Growing 'AI Waste' Calls For Responsible AI Frameworks

Sean Carroll

When Brighton-based Vixen Digital published its analysis of AI-driven content failures in March 2025, documenting an 80% ranking collapse from aggressive AI scaling, it served as an early warning signal. Eight months later, the patterns identified have only intensified, new research reveals AI's environmental costs are far higher than previously claimed, and we all continue to pay the price.

“The problem hasn't gone away, if anything, we're fielding more inquiries from businesses in this situation now than we were in the spring. Essentially we’ve seen a rise in what we call ‘AI waste’ - the growing volume of low-value AI output that weakens business performance, damages trust in the marketing industry, raises sustainability and ethical questions, and contributes to a declining digital ecosystem”, said Sean Carroll, Director of Vixen Digital.

The same trend has been observed by others. Mary Kemp, award-winning co-founder of Brighton AI and Simpler with AI, adds

"We're seeing the same pattern with our clients. Teams without proper AI training can burn through 10 to 20 prompts trying to get one usable result. Train them on structured workflows and that drops to 2 to 3 attempts. Every wasted iteration has an environmental cost most organisations don't even realise exists." says Mary.

Vixen Digital has now become one of the first in the UK to achieve ISO/IEC 42001 certification for Responsible AI Management alongside ISO/IEC 27001 for Information Security.

But stresses that you don’t need an accreditation to make a difference.

“Anyone start developing internal frameworks to use AI responsibly. We had them even before the ISO, and it forced us all to ask the right questions before damage is done.” says Caroll.

Mary Kemp adds, "You don't need certification to start using AI responsibly. Train your team on effective prompting and reusable workflows, and you immediately cut the waste. A well-crafted prompt works in three tries. A vague one can take 50. That difference is where responsible AI actually starts."

When AI Strategies Backfire: A Cautionary Tale

Throughout 2025, the agency has audited multiple sites that scaled aggressively using AI-powered content strategies. In a documented case published in Search Engine Land in March, the results were stark:

  • 80% of top-performing pages lost their query rankings entirely (devalued, not just dropped)

  • Over 90% content duplication was detected across the site

  • High domain authority but remarkably low brand search volume is a red flag combination

  • Catastrophic revenue impact as organic traffic collapsed

"This wasn't a manual penalty from Google," Carroll explained. "The algorithms simply recognised what was obvious to us: mass-produced content with minimal differentiation, engagement metrics that appeared inflated, and a site that looked over-optimised for search engines rather than built for users."

The Hidden Costs of AI: New Research Reveals Alarming Impact

A November 2025 study published in Nature's Scientific Reports challenges earlier claims that AI is more environmentally friendly than human work, revealing the true cost of AI-driven workflows. The peer-reviewed research by N.H. Woo is the first correctness-controlled analysis to quantitatively compare the environmental impacts of human and AI programmers.

A November 2025 study in Nature’s Scientific Reports has challenged the idea that AI is more environmentally efficient than human work. According to figures previously shared by OpenAI’s, the average ChatGPT prompt uses around 0.34 watt-hours, a tiny amount on its own. But at an estimated 2.5 billion queries per day, that quickly scales to 850 megawatt-hours daily, enough to charge thousands of electric vehicles. Over a year, this equates to nearly one trillion queries and energy consumption comparable to powering around 29,000 U.S. homes annually.

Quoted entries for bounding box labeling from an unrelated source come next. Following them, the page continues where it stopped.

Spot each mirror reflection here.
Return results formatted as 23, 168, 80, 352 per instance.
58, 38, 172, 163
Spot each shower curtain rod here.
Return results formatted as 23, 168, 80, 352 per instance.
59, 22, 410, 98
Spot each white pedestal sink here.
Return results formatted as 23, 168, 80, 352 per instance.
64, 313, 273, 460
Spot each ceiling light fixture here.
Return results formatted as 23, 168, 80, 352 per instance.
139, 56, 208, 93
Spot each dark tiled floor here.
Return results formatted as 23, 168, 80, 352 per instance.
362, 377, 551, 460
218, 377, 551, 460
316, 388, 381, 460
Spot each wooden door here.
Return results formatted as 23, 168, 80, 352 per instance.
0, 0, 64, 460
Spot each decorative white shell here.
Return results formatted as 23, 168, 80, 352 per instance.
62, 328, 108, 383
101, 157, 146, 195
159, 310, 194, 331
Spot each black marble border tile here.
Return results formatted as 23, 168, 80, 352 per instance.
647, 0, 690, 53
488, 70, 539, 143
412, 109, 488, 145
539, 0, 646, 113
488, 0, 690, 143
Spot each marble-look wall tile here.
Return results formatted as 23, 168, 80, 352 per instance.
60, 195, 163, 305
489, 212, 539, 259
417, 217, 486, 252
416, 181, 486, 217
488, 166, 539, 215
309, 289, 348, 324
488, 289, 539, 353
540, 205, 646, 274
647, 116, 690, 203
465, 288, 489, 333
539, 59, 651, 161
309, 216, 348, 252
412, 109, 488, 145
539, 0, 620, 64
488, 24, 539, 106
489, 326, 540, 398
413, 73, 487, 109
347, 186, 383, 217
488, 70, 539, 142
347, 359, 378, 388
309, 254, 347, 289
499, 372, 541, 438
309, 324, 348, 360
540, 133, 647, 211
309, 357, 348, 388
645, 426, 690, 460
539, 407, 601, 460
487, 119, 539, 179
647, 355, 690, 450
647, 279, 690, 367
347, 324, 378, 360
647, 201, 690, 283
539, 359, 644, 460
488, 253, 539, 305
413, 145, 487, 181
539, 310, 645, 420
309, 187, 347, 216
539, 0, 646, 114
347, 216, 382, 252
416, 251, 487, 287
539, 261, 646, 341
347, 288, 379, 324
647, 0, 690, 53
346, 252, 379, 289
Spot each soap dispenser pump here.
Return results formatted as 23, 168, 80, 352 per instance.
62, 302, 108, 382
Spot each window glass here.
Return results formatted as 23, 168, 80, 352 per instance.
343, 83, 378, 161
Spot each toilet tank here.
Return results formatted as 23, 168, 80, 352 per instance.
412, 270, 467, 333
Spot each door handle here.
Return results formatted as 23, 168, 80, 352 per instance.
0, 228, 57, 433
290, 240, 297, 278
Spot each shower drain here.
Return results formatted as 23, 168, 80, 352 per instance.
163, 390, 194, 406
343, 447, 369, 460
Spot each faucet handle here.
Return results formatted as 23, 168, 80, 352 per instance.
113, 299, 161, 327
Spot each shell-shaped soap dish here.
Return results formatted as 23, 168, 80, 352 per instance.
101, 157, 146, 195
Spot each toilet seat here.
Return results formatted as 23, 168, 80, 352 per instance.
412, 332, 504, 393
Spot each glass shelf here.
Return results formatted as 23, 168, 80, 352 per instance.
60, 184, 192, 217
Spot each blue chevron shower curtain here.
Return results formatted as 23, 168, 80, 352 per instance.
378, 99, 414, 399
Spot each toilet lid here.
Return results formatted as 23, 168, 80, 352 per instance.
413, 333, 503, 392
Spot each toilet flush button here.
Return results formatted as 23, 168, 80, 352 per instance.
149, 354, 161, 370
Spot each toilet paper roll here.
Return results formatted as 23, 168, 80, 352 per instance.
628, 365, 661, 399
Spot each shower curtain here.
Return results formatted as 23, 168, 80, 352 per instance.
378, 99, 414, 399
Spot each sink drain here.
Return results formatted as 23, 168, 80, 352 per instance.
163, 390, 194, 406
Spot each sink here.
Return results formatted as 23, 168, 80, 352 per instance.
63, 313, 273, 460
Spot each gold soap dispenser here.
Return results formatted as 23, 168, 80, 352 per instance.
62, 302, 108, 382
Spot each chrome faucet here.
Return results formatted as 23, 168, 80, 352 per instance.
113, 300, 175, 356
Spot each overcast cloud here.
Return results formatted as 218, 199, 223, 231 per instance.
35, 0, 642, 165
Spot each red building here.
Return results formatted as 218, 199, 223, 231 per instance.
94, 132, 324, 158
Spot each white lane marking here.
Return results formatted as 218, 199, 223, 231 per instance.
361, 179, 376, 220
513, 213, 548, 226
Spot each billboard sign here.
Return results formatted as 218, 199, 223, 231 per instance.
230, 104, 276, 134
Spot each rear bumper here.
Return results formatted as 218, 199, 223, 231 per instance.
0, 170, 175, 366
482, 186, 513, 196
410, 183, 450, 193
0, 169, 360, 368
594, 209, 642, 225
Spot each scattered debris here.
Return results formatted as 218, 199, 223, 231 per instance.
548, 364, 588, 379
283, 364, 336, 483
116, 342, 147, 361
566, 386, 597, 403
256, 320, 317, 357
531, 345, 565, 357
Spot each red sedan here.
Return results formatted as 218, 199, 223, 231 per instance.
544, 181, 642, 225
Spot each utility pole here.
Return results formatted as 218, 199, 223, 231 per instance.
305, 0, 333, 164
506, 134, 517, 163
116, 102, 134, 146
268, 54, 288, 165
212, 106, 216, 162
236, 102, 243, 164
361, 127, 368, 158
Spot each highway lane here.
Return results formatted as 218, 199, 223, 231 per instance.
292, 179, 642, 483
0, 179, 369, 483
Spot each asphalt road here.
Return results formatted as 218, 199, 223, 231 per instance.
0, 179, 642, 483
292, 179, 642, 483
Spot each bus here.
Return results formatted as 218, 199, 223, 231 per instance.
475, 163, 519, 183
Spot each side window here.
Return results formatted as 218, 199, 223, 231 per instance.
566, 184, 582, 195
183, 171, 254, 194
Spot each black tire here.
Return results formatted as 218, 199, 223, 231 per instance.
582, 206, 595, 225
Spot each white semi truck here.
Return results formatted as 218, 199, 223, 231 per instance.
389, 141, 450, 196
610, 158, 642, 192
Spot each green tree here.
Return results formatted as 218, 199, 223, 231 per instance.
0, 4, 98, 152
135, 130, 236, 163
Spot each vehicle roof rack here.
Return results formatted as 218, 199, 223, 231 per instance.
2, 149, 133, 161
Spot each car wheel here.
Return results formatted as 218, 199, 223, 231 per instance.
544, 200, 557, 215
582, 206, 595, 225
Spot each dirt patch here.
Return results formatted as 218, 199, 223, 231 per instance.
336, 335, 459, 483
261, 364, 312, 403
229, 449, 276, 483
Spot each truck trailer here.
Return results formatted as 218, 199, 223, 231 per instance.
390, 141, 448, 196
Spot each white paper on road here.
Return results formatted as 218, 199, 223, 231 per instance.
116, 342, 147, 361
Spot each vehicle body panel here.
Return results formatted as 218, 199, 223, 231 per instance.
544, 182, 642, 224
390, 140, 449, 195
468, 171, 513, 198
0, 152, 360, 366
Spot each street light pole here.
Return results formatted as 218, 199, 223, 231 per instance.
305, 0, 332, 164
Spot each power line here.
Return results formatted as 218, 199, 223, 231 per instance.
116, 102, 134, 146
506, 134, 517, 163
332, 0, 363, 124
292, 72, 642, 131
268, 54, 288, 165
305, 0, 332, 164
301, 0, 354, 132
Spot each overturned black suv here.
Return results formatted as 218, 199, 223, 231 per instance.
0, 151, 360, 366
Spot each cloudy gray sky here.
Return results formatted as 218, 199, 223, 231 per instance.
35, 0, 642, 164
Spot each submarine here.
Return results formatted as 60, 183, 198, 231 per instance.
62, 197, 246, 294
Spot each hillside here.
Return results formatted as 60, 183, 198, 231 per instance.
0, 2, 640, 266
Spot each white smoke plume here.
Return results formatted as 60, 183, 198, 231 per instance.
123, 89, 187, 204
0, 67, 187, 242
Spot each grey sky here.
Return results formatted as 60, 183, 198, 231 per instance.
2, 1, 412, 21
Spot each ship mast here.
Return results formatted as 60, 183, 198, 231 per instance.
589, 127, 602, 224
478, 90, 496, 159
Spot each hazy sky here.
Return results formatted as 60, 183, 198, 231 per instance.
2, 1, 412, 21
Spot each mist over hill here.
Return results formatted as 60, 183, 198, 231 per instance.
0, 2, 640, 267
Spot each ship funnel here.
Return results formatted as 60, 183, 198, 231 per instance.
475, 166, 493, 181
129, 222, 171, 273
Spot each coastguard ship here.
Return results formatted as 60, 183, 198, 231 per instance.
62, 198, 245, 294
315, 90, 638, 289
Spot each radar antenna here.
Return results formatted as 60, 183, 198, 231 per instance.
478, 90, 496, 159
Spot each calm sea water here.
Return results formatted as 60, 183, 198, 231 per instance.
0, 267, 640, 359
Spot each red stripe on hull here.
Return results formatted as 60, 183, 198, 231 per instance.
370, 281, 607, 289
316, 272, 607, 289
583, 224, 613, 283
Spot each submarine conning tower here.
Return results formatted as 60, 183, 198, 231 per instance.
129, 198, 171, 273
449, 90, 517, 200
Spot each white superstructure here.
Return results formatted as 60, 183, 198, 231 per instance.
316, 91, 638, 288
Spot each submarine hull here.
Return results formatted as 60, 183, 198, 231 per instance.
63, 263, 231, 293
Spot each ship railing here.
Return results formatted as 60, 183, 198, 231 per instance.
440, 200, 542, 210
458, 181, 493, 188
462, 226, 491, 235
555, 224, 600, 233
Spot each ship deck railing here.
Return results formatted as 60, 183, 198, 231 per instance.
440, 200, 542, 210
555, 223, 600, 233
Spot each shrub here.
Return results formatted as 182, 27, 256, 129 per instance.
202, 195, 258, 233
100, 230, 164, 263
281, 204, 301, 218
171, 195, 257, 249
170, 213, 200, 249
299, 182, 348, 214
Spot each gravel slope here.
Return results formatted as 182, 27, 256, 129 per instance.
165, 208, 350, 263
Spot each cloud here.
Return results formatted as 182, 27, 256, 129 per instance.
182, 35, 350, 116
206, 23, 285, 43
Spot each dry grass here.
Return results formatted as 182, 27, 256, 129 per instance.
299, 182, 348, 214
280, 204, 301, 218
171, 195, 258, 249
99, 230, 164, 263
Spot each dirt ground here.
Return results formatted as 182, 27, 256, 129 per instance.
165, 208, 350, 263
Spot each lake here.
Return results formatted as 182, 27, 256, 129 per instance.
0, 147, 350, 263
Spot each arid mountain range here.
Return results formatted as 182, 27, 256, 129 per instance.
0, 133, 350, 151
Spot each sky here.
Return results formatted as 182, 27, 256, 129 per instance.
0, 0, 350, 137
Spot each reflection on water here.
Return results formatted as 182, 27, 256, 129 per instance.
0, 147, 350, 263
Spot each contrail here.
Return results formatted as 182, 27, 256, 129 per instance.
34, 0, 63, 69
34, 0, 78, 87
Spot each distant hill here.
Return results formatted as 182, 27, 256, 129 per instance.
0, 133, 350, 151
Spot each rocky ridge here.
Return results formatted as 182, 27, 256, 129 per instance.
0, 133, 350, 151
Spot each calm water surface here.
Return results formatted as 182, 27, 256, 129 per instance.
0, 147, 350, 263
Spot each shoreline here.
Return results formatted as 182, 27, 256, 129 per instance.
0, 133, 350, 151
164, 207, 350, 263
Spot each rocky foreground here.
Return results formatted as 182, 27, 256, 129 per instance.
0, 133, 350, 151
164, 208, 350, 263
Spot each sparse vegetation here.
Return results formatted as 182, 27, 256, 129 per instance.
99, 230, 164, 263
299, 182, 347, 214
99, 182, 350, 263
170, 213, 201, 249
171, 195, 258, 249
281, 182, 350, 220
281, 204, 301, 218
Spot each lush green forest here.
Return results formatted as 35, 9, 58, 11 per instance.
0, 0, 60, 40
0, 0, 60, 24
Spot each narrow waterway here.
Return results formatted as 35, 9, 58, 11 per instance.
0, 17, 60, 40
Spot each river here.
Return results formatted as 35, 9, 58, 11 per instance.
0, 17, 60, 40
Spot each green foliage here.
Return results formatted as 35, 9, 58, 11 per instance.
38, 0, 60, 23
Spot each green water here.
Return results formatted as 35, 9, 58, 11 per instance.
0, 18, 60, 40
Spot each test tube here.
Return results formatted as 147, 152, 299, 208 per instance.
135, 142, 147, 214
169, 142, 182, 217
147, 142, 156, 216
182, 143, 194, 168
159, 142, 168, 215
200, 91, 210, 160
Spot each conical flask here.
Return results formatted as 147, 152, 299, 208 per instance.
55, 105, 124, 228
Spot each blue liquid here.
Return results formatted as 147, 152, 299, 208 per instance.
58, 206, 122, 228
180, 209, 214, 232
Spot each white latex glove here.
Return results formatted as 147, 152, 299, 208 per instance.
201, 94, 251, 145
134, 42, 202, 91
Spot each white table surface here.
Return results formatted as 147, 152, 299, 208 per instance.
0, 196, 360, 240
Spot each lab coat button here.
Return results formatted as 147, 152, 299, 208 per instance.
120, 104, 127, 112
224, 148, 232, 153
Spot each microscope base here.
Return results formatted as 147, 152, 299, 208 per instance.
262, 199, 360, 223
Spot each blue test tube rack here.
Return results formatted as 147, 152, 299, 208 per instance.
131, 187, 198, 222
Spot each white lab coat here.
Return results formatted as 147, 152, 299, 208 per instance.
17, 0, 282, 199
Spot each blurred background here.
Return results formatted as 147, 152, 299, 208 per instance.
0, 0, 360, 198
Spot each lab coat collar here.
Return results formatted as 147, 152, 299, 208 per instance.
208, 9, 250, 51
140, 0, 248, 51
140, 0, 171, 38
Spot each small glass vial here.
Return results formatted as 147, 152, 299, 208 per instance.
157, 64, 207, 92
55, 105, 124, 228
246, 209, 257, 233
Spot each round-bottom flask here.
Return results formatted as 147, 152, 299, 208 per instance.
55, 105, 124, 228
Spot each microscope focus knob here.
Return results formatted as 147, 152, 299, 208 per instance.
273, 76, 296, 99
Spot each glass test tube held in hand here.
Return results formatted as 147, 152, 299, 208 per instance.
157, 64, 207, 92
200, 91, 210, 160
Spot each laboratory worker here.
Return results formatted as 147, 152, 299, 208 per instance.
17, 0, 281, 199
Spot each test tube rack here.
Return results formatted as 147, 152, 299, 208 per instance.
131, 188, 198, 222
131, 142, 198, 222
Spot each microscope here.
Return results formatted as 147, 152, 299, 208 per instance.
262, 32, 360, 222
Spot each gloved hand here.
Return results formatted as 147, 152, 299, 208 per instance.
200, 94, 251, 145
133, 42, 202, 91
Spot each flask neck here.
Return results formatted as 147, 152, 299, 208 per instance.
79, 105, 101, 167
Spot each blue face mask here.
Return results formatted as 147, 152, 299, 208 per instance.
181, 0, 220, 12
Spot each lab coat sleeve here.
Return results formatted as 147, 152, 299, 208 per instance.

With Google now turning every search into an AI-driven query through AI Overviews, the environmental footprint of “routine digital activity” is expanding faster than most people realise.

"The Nature study confirms what we've been seeing in practice," Carroll noted. "The most concerning finding is that failed AI attempts, which happen more often than people realise, waste exponentially more resources than successful ones. When agencies automate content creation without proper quality control, they're not just risking their clients' rankings, they're burning massive amounts of energy producing outputs that will never see the light of day or will be penalised by Google within months."

AI models also continue to exhibit bias and hallucination issues. Recent examples include cases in early stages of litigation, such as the Harper v. Sirius XM Radio, where an AI-powered hiring system allegedly unfairly downgraded applications by relying on proxies that disproportionately disadvantage Black candidates. And, we’ve seen outcomes of some previous cases, such as iTutor Group agreeing to pay $365,000 to settle their own AI discrimination lawsuit back in 2023.